Con este panorama, ¿cómo podría tener sueños?. Aunque, bien pensado, a lo mejor mis sueños eran esto.

viernes, 29 de enero de 2010

Foto antigua de Lola Labrador

El día en que me fue anunciada Lola Labrador era ya luminoso y fresco a pesar de la hora temprana. Tuvo que ser un lunes porque la anunciación sucedió en el momento en que subí a “El TALGO” para volver a la ciudad después de pasar el fin de semana en casa o algunas vacaciones en la finca donde vivía por entonces con mis padres en medio de ninguna parte. El TALGO era el autobús que recorría la ruta desolada de la comarca de los montes recogiendo a la gente y los llevaba al médico, al colegio menor o a las oficinas de la administración pública. Se llamaba irónicamente así por la escasa velocidad que desplegaba y más que un autobús era una camioneta con asientos y un portón trasero donde se amontonaban los equipajes.
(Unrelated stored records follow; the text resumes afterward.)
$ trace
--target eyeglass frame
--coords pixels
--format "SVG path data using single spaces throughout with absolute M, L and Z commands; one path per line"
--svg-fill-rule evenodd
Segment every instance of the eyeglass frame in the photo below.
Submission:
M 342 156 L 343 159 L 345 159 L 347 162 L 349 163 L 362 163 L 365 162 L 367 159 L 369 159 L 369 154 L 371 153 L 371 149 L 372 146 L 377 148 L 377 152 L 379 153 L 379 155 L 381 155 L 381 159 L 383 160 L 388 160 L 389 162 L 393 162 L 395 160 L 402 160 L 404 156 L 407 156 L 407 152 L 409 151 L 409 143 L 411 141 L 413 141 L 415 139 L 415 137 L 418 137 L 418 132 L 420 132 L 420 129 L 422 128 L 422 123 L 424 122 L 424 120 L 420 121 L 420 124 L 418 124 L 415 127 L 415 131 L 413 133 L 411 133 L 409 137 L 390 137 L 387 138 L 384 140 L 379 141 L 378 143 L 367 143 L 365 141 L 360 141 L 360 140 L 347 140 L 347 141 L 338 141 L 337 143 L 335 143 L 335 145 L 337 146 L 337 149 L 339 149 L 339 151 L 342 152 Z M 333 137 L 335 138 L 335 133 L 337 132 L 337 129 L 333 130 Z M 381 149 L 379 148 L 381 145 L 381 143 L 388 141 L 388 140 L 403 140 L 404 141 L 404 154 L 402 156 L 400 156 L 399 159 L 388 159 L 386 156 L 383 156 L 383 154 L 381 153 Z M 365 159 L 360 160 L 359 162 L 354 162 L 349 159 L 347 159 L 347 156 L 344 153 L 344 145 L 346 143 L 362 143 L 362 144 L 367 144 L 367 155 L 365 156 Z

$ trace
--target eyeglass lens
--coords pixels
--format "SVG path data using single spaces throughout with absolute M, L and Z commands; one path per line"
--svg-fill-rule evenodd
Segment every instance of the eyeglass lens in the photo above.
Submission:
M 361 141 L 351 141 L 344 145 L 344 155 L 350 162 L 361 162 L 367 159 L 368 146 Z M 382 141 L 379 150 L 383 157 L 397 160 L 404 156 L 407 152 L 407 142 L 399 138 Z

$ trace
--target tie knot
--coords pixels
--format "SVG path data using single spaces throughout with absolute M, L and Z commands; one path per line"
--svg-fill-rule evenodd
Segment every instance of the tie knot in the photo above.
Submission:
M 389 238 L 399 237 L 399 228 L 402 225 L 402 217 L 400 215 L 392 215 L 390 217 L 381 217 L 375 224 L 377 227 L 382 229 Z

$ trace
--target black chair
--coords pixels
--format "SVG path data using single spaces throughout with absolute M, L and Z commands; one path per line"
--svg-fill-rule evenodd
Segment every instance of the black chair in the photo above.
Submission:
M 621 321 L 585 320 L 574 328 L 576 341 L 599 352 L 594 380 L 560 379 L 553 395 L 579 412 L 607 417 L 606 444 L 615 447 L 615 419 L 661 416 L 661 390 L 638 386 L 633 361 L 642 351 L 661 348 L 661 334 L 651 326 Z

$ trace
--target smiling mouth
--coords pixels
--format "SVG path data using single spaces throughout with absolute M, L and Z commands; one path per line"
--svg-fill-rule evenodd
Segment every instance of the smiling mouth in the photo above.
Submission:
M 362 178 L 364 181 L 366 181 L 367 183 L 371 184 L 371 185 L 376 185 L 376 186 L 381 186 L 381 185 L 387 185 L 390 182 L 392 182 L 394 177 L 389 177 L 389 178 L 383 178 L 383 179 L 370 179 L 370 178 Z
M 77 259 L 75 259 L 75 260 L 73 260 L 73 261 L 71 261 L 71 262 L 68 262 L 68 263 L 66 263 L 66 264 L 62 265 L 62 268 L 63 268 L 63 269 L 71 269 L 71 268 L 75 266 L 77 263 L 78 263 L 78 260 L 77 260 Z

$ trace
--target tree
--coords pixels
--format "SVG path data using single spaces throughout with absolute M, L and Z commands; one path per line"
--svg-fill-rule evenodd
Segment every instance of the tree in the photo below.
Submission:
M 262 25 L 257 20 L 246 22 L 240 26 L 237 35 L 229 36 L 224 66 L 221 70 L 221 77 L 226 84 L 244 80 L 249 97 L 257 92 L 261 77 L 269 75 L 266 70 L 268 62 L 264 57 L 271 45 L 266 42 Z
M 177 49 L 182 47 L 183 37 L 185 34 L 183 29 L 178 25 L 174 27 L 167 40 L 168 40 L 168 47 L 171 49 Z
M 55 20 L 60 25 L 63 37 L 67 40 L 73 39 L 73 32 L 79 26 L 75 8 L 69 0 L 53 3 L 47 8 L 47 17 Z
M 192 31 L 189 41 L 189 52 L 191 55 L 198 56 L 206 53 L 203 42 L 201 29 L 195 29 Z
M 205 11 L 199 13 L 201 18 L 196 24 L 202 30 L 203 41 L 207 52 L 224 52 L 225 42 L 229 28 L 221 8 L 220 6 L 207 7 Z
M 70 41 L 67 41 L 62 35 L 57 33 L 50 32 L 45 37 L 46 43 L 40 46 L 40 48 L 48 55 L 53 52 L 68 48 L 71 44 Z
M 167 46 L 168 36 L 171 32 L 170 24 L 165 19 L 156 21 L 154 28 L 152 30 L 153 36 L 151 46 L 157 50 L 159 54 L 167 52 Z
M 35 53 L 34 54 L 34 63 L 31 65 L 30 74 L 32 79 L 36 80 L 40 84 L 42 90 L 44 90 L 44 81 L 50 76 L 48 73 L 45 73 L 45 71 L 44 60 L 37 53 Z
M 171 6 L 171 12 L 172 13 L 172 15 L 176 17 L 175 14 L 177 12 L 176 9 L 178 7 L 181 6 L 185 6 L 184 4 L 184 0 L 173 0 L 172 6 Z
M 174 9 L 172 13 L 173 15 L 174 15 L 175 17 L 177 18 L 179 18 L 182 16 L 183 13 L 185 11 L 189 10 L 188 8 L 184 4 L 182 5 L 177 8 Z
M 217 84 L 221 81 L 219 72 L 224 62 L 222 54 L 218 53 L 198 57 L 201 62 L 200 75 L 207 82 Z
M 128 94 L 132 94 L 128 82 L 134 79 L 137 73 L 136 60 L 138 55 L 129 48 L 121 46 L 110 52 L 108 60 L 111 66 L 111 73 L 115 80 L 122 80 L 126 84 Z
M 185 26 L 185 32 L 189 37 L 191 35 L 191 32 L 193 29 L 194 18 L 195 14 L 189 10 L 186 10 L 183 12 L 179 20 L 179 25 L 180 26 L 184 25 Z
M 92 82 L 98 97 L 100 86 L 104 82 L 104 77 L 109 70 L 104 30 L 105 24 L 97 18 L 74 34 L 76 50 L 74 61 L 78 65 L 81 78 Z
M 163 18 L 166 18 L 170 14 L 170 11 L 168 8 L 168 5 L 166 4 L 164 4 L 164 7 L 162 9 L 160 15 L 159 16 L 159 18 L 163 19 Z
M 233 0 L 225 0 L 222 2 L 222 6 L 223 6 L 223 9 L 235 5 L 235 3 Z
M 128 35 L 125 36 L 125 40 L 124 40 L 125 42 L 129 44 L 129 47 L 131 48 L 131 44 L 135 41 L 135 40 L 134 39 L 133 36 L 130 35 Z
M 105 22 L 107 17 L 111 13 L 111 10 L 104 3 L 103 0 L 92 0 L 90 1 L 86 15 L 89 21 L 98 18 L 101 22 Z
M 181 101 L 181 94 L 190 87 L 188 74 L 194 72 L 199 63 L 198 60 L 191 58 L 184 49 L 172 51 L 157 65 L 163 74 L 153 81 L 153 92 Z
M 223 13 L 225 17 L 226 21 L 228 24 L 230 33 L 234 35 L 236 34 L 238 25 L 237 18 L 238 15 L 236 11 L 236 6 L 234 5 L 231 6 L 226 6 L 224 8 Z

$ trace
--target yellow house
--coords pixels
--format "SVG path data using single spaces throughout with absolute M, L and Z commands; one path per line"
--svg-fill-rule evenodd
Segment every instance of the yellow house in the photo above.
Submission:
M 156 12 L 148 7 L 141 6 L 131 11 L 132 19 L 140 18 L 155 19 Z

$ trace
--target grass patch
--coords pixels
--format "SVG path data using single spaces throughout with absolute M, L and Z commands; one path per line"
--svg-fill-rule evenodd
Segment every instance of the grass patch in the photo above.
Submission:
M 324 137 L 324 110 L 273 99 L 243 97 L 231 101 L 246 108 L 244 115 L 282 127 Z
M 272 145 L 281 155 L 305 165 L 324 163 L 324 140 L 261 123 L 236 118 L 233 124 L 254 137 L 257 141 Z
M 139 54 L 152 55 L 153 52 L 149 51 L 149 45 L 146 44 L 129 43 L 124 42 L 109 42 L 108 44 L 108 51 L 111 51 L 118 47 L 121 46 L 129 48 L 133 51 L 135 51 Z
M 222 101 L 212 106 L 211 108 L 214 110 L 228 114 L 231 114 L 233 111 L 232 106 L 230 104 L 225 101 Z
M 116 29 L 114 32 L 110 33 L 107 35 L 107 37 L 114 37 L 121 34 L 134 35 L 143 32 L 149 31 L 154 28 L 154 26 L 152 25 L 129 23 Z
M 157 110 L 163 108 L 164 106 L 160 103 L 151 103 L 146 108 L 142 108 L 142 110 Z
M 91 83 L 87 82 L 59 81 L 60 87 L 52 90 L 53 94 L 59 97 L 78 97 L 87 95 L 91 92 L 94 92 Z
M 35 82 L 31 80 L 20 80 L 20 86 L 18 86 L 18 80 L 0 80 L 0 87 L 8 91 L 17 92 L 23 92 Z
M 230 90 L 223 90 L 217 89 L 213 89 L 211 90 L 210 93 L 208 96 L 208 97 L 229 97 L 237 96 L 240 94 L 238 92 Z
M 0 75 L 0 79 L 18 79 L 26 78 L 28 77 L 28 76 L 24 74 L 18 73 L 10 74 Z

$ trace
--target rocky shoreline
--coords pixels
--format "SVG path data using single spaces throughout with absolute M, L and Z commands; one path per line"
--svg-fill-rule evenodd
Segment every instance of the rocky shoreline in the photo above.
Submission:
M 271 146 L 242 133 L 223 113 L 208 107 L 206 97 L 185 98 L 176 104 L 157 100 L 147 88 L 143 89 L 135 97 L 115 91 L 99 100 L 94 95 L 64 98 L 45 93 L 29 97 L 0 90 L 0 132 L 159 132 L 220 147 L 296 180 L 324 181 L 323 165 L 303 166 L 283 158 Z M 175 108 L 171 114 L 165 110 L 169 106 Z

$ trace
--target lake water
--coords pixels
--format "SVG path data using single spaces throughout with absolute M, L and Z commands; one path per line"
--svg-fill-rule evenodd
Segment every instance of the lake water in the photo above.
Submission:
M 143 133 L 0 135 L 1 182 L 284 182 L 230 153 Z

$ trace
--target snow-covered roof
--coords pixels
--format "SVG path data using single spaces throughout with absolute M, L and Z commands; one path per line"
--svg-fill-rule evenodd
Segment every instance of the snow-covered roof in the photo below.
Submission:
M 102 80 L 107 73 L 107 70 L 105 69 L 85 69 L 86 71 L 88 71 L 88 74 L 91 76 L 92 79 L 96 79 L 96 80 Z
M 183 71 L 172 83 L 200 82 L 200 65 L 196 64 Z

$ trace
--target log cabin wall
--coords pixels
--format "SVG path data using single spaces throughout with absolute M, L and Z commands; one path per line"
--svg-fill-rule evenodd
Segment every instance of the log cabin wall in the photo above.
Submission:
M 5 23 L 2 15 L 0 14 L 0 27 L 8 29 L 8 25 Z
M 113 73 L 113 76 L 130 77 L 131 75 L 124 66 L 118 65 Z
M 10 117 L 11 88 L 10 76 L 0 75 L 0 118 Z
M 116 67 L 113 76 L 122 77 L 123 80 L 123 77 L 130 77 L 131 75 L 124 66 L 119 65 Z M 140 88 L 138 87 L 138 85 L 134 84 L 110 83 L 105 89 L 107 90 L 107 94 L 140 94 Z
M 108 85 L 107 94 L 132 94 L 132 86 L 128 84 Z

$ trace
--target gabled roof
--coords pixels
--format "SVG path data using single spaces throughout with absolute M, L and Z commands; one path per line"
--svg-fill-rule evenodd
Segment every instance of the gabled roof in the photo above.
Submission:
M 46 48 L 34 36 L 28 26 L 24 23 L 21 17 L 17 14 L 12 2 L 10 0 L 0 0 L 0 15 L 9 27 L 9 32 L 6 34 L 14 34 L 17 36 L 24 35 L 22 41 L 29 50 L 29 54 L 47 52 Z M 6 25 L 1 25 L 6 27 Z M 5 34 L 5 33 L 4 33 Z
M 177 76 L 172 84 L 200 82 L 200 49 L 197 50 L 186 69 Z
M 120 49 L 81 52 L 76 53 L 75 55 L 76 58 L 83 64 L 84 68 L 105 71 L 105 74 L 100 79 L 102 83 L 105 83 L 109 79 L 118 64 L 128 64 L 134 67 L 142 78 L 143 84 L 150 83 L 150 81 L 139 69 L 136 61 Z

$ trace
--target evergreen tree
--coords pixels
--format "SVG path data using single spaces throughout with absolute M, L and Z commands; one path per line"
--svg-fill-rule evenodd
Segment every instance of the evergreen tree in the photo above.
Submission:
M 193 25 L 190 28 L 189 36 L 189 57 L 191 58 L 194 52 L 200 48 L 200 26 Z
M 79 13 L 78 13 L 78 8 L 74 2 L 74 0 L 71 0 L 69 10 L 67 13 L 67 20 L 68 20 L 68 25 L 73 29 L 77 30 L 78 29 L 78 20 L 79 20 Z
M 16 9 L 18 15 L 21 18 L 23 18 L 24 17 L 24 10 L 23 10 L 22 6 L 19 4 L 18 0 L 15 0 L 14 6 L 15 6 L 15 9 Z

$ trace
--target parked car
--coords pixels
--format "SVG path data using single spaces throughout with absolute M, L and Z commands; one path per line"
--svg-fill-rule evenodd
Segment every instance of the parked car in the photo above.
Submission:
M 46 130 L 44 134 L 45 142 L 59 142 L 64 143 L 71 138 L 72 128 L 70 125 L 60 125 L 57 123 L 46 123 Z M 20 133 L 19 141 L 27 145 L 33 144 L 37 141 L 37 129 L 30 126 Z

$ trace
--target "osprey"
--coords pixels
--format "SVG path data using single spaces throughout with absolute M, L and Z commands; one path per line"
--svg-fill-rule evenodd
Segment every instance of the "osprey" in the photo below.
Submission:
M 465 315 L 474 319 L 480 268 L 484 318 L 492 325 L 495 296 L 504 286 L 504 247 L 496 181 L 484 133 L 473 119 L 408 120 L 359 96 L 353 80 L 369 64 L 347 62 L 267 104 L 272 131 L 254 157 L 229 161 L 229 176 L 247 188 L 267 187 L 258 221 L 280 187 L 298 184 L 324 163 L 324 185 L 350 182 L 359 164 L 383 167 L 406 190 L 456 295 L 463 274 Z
La conducía Lucio, el propietario de la línea y a veces tenía que descargar unos cuantos bultos para encontrar el del pasajero que se quedaba en una parada intermedia. No podían llamarse sino bultos porque apenas había viajeros que llevasen maletas. Mas que viajeros era gente que transportaba cosas a su pueblo: las cajas de fruta del tendero de Fontanarejo, el azadón nuevo parra arrancar cepas de brezo que se compró el parado de Navalpino, el saco de pan para el tenducho de La Sinfo, la garrafa de vino para el Chilanque, etc. El vestido de novia comprado en la calle Postas lo llevaba la propia en el regazo para que no se aplastase la caja, así como los estudiantes llevábamos los paquetes de libros o carteras.

Aquel lunes subí al autobús y me sorprendió la novedad de que Lola Labrador también viajaba en él. Tenía entonces la cara redonda y encendida, el pelo a media melena y vestía una blusa blanca como a veces se muestra todavía después de más de treinta años. Iba sentada en la banqueta de atrás, al final del pasillo entre otros chicos de nuestra edad que íbamos al mismo sitio y al mismo negocio: éramos los pocos jóvenes del medio rural que estudiaban. Su actitud reflejaba la felicidad de la independencia que le suponía dejar su casa por una semana: iniciaba una canción tras otra y empujaba a los otros chicos a corear y dar palmas, se intercambiaba el asiento con los más marchosos, pisaba los pies a algunos y respondía con agilidad y donaire a las provocaciones. La alegría de ser ella misma le manaba por los ojos, se le derramaba por la cara y la esparcía por el aire por la punta de los dedos y los mechones de la melena. Desde principio a fin contagió su alegría a toda la banqueta de atrás, a todo el autobús y a todo el viaje. Cuando llegamos a la ciudad nos bajamos del autobús, nos dispersamos y no la vi más ni la eché de menos nunca. Pero todo estaba escrito y algo seguía su curso.

Durante mucho tiempo olvidé aquél día y aquel momento, hasta que algún detalle insignificante o un conjunto de ellos me reveló que esta Lola sólo puede ser aquella del anuncio de aquel día en el TALGO decía “ esta mujer que ves ahí (¿a que tiene buena pinta, eh?) no está todavía en tu dimensión por razones que no vienen al caso, pero cuando todas las condiciones sean propicias te será revelada, entrará en tu tiempo y espacio y será muy importante para ti”.